Now, summer is “really” here for us, pool parties with friends, beach day after day with coolers packed with goodies, evenings that end with a movie and popcorn on the couch. the relaxing feel of not having to go anywhere.

I used to spend my summers with my sister and cousins at my grandma’s beach house. A large, but really simple place nested on the top of a hill with the views of the lagoon and the ocean to the left, with the elegant contour of Rio’s mountains as the background.
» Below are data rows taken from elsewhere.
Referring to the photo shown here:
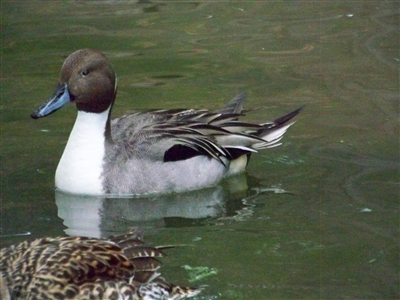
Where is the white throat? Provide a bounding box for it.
[55,108,110,195]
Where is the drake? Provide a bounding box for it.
[0,232,202,300]
[31,49,302,195]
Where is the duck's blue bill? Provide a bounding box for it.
[31,83,71,119]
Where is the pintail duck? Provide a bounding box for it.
[31,49,302,195]
[0,232,202,300]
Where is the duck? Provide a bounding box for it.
[0,231,200,300]
[31,49,303,196]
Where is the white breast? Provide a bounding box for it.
[55,109,109,195]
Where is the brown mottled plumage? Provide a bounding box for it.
[0,232,201,300]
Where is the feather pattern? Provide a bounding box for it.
[0,232,201,300]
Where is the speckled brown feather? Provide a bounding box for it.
[0,233,201,300]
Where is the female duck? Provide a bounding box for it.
[31,49,301,195]
[0,232,201,300]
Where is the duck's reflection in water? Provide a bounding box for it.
[55,174,253,237]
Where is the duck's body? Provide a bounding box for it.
[0,233,201,300]
[32,49,300,195]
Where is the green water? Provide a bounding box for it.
[0,1,400,299]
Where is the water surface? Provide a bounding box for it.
[0,1,400,299]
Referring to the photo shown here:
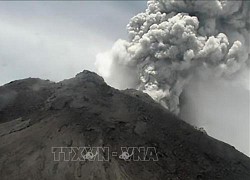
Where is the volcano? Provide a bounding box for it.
[0,70,250,180]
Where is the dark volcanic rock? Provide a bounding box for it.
[0,71,250,180]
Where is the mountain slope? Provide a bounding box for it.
[0,71,250,180]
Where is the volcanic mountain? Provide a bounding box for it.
[0,71,250,180]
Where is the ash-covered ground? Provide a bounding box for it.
[0,71,250,180]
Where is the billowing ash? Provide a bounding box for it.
[96,0,250,114]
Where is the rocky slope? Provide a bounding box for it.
[0,71,250,180]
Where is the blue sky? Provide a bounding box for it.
[0,1,146,85]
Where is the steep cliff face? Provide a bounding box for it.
[0,71,250,180]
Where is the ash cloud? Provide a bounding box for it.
[97,0,250,114]
[96,0,250,155]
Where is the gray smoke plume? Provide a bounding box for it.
[96,0,250,153]
[96,0,250,114]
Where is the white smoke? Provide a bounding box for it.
[96,0,250,155]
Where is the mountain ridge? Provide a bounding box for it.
[0,70,250,180]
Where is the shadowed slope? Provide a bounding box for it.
[0,71,250,180]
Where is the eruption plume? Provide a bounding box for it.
[96,0,250,114]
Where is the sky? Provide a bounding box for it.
[0,1,146,85]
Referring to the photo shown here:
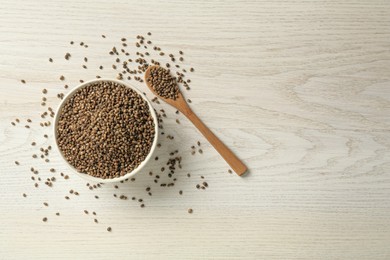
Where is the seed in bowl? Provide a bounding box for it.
[56,81,155,179]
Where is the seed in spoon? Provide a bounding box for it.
[146,67,179,100]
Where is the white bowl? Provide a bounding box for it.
[53,78,158,183]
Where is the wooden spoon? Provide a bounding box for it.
[145,66,247,176]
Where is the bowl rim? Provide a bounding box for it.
[53,78,158,183]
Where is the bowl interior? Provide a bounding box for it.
[53,78,158,183]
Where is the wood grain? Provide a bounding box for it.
[144,65,248,176]
[0,0,390,259]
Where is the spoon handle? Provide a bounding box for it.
[183,106,247,176]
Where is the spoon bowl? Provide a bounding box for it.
[145,65,247,176]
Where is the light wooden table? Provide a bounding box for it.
[0,0,390,259]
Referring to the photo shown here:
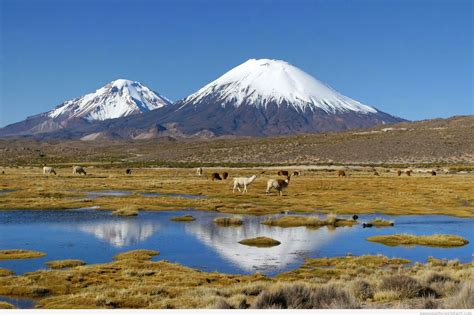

The most beautiful sunsets.

My grandfather built that house when his kids were pre-teens and 3 generations later, that’s where the family has been spending every weekend or school break since.

My great-aunt would be in Rio for the season, escaping the cold German winters.

After breakfast made of sandwich bread, butter, jelly and a glass of cold chocolate milk we would walk to the beach.

Grandma didn’t drive and at 91 still doesn’t. A long walk for little ones on a narrow dirt road flanked on one side by a mountain and by homes on the right. We loved walking to the beach and we would drag ourselves under the hot noon sun back home for lunch and the pool.

My blonde cousins would have their hair green by the end of the summer from so much time in the chlorine water. My curly hair would need loads of conditioner at the end of the day.

There was no TV, no electronics, just dirt, grass, barefoot kids, pool time and a steady routine of 3 meals a day, shower and bed time when the sun would set. Who could be outside with so many mosquitoes anyways?

Before 5 PM grandma would close all the windows and doors and spray the house with a little metal pump filled with something so poisonous to kill the mosquitoes that we couldn’t be around. We called it “flit”.

For us kids there was never a stressful moment , just the occasional kids fights, readily managed by her motherly wisdom earned after raising her 6 kids. She would cook her yummy rice and beans, toss a salad, we would grill the meat and life was easy. Now as a mother of 3 I wonder how much work summers meant for her.

My grandfather would arrive from work, after a long commute, with fresh baguettes and sugar and cream topped brioches. We would end the day with our tummies full and sticky fingers.

My parents, uncles and aunts would come for the weekend from Rio where they worked. Then, the house would be filled with music, the fridge would be filled with beer – we are Germans after all! – and I have these wonderful memories of parties, family, friends that still our friends and children running between their legs as they chat and hang out.

On Monday morning the house would be quiet again and grandma would take her ducklings and walk back to the beach, starting a brand new week.

Now it’s our turn to create the best summer memories to our children. How are you doing that?